The problem is that I'm old enough to remember when "retro" meant "looks and plays entirely differently than modern games in a way you don't see anymore", rather than just "nostalgic"
Whereas PS3/360 being retro means they look and play basically exactly the same as modern games, just with the graphics a bit less vivid.
If you ported a game from the NES onto the Gamecube, it doesn't matter how much you try to improve the graphics, folks would still be able to tell its smaller and lesser than contemporary games. If you tried to port the OG legend of Zelda to gamecube and sell it as a full priced game, folks would laugh at you. If you tried to port The Wind Waker to Switch and sell it as a full priced game, folks would nod and say it sounds like a good deal.

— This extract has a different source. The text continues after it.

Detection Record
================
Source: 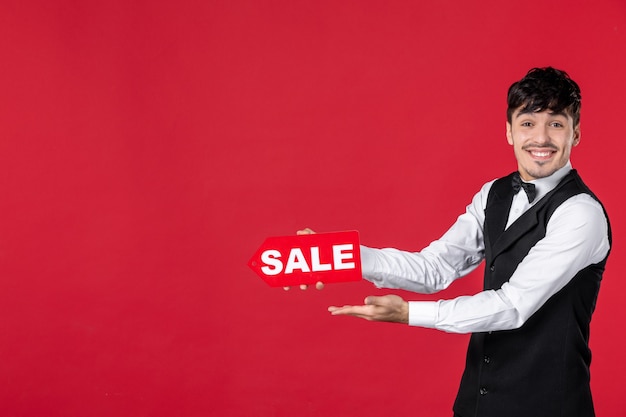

Port a game from the PS2 onto the PS5 (the FFX-FFX-2 bundle, for instance, or FFXII: The Zodiac Age, or Persona 3 and 4), and sure there might be some visible seams between where the graphics were natively upscaled and where they weren't, but it will still feel just as big and grand and feature-full as a contemporary game and won't really feel like its missing anything in terms of scale that only later processing advances could have brought.
Hell, Final Fantasy XIV started out on the PS3, still has active content from its PS3 days, and only just got a graphical patch beyond that, and nobody considers it "outdated" or "retro" despite being from a supposedly "retro" console.